Getting vision models to work — Phi 3.5, Gemma 3

I really love the idea behind this project, but I'm struggling to get vision models to work properly. My experiences aren't unique it seems judging from the other issues.

I'll explain all that I did, and try to link to other issues in a hope to consolidate some information. See the questions at the bottom.

Apologies in advance for the length.

## What I've tried

For each example, cleared cache between runs using:

```js
(await window.caches.keys()).forEach(async k => k.includes("webllm") && await window.caches.delete(k))
```

### 1) Basic usage

Following the example outlined in the docs.

**Code**
```js
const modelName = "Phi-3.5-vision-instruct-q4f16_1-MLC";
const engine = new MLCEngine({
  initProgressCallback: (p) => {
    console.log(p);
  }
});

await engine.reload(modelName);
```

The cache will populate fine, but then the following error occurs.

**Error**

<details>
  <summary>
    ValueError: Cannot find parameter in cache: vision_embed_tokens.img_processor.vision_model.embeddings.position_embedding.q_weight
  </summary>
  <code>
    <pre>
01b7e676:0x160422 [FATAL] /Users/cfruan/Documents/tvm/web/../src/runtime/relax_vm/ndarray_cache_support.cc:333: ValueError: Cannot find parameter in cache: vision_embed_tokens.img_processor.vision_model.embeddings.position_embedding.q_weight
overrideMethod @ hook.js:608
put_char @ @mlc-ai_web-llm.js?v=0336b5a7:4635
write @ @mlc-ai_web-llm.js?v=0336b5a7:4604
write @ @mlc-ai_web-llm.js?v=0336b5a7:5723
doWritev @ @mlc-ai_web-llm.js?v=0336b5a7:6275
_fd_write @ @mlc-ai_web-llm.js?v=0336b5a7:6287
$func1677 @ 01b7e676:0x160422
$func1684 @ 01b7e676:0x16099f
$func1685 @ 01b7e676:0x160a4c
$func1911 @ 01b7e676:0x16de87
$func1781 @ 01b7e676:0x16a360
$func1798 @ 01b7e676:0x16aca1
$func1799 @ 01b7e676:0x16acf3
$_ZN3tvm7runtime6detail12LogFatalImplERKNSt3__212basic_stringIcNS2_11char_traitsIcEENS2_9allocatorIcEEEEiSA_ @ 01b7e676:0x20a86
$func20 @ 01b7e676:0x204bd
$func459 @ 01b7e676:0x6964b
$func458 @ 01b7e676:0x69269
$func1208 @ 01b7e676:0xe3df7
$TVMFuncCall @ 01b7e676:0x271f6
packedFunc @ @mlc-ai_web-llm.js?v=0336b5a7:8528
getParamsFromCacheByName @ @mlc-ai_web-llm.js?v=0336b5a7:7618
LLMChatPipeline @ @mlc-ai_web-llm.js?v=0336b5a7:13990
(anonymous) @ @mlc-ai_web-llm.js?v=0336b5a7:20167
fulfilled @ @mlc-ai_web-llm.js?v=0336b5a7:2240

index.tsx:98 ExitStatus {name: 'ExitStatus', message: 'Program terminated with exit(1)', status: 1}
overrideMethod @ hook.js:608
#init_model @ index.tsx:9
    </pre>
  </code>
</details>

See also #640 for this same error.
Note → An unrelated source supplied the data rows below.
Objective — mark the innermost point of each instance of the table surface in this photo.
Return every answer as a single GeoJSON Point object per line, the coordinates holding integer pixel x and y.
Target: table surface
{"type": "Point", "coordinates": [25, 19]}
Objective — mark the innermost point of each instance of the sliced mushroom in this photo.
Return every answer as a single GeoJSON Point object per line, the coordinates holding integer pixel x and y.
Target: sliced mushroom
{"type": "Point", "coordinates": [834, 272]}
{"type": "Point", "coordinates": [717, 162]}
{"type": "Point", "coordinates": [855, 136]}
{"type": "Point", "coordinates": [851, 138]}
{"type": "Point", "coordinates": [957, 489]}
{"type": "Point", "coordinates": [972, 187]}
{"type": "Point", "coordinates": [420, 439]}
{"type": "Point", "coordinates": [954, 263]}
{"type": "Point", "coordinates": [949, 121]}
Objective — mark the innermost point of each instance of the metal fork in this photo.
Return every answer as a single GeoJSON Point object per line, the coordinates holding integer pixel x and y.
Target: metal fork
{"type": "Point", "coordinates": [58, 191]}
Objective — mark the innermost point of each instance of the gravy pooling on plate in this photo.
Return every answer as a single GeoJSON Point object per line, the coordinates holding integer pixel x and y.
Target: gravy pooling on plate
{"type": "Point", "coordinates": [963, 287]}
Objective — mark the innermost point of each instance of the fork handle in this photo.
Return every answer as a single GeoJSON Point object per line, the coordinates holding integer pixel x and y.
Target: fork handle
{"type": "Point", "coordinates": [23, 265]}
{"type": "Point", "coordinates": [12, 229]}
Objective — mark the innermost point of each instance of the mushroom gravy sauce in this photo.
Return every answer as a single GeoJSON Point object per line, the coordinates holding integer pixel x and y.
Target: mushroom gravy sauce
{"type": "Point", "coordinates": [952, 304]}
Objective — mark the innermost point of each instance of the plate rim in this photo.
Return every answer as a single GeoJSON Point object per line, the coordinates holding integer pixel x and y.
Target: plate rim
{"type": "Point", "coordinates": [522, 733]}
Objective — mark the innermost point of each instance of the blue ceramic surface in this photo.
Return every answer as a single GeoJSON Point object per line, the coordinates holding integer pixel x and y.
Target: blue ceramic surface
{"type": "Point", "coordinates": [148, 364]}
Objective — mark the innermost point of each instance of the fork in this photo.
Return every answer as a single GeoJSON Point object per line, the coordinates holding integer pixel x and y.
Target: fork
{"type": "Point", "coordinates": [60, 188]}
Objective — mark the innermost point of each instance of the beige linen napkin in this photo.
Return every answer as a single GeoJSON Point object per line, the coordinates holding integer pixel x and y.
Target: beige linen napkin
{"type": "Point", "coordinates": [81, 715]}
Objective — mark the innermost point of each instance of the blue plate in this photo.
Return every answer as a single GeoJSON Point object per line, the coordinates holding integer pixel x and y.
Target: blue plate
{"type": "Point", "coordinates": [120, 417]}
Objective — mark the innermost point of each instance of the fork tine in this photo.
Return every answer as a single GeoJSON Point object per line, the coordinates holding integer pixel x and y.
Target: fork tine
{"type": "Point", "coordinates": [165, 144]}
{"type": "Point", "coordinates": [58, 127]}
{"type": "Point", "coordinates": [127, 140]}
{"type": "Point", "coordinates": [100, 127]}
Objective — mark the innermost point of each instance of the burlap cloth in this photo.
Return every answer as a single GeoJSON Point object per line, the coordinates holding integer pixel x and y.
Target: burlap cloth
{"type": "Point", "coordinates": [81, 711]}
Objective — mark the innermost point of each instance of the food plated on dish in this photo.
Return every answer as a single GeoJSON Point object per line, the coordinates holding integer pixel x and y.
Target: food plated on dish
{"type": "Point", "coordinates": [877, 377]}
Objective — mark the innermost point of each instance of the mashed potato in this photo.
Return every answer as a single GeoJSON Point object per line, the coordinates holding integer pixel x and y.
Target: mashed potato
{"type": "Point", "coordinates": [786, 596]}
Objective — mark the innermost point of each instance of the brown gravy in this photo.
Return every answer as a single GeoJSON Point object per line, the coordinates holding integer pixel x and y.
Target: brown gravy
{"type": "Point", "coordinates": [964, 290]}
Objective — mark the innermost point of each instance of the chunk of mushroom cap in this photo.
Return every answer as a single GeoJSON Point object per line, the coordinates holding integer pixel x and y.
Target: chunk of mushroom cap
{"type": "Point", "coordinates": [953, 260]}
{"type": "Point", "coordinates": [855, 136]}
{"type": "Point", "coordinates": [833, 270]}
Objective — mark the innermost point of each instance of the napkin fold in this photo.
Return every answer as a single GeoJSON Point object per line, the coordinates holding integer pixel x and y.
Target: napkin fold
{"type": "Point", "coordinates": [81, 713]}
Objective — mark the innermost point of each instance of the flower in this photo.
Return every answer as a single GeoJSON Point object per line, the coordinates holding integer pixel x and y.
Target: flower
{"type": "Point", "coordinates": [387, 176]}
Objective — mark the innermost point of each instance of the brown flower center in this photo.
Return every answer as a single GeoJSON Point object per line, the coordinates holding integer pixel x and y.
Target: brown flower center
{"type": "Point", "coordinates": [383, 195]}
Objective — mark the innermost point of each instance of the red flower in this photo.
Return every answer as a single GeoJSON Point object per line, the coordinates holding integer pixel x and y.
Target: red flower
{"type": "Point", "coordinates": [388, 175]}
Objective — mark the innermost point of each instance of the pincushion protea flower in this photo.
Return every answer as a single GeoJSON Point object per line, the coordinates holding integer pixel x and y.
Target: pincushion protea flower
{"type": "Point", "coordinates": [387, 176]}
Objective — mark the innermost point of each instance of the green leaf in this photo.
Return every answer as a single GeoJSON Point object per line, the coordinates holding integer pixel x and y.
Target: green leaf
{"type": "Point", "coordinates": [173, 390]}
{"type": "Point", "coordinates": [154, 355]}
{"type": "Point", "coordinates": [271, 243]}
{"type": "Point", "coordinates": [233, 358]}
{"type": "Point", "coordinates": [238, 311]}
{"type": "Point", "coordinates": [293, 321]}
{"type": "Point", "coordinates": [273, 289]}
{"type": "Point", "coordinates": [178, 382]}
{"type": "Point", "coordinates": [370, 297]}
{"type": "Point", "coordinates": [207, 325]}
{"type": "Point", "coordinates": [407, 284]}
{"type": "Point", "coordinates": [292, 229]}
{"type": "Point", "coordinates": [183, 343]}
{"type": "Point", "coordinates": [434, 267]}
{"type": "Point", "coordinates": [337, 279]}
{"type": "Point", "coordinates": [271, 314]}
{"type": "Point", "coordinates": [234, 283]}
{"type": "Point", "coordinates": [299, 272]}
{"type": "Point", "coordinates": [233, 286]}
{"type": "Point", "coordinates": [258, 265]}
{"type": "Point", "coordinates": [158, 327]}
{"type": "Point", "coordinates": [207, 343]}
The error also occurs on the https://chat.webllm.ai/ site



### 2) Updating `model_lib`

The next attempt was to modify the `model_lib`, by pointing to [`v0_2_80`](https://github.com/mlc-ai/binary-mlc-llm-libs/tree/main/web-llm-models/v0_2_80) instead of `v0_2_48` like in the [config](https://github.com/mlc-ai/web-llm/blob/e4b4dc2952afb61f048e4422459b038a88684fd7/src/config.ts#L711-L725).

**Code**

```js
const modelName = "Phi-3.5-vision-instruct-q4f16_1-MLC";

const engine = new MLCEngine({
  appConfig: {
    model_list: [{
      model: "https://huggingface.co/mlc-ai/Phi-3.5-vision-instruct-q4f16_1-MLC",
      model_id: modelName,
      model_type: ModelType.VLM,
      model_lib: "https://raw.githubusercontent.com/mlc-ai/binary-mlc-llm-libs/refs/heads/main/web-llm-models/v0_2_80/Phi-3.5-vision-instruct-q4f16_1-ctx4k_cs2k-webgpu.wasm",
    }, ],
  },
  initProgressCallback: (p) => {
    console.log(p);
  },
});

await engine.reload(modelName);
```

**Error**

This error seems to be an issue with the wasm file itself:

```bash
LinkError: WebAssembly.instantiate(): Import #2 "env" "TVMFFIWasmSafeCall": function import requires a callable
```

See also #700  for this same error




### 3) Using Gemma-3

I also tried to use Gemma-3.

**Code**

```js
const modelName = "gemma-3-1b-it-q4f16_1-MLC";

const engine = new MLCEngine({
  appConfig: {
    model_list: [{
      model: "https://huggingface.co/mlc-ai/gemma-3-1b-it-q4f16_1-MLC",
      model_id: modelName,
      model_type: ModelType.VLM,
      model_lib: "https://raw.githubusercontent.com/mlc-ai/binary-mlc-llm-libs/refs/heads/main/web-llm-models/v0_2_80/gemma3-1b-it-q4f16_1-ctx4k_cs1k-webgpu.wasm",
    }, ],
  },
  initProgressCallback: (p) => {
    console.log(p);
  },
});

await engine.reload(modelName);
```

**Error**

This is the same error as above

```bash
LinkError: WebAssembly.instantiate(): Import #2 "env" "TVMFFIWasmSafeCall": function import requires a callable
```


### 4) Compile models

Per the comment in [700](https://github.com/mlc-ai/web-llm/issues/700#issuecomment-3336747883), I had to compile the models, which involved building `tvm` and `mlc-llm` from source.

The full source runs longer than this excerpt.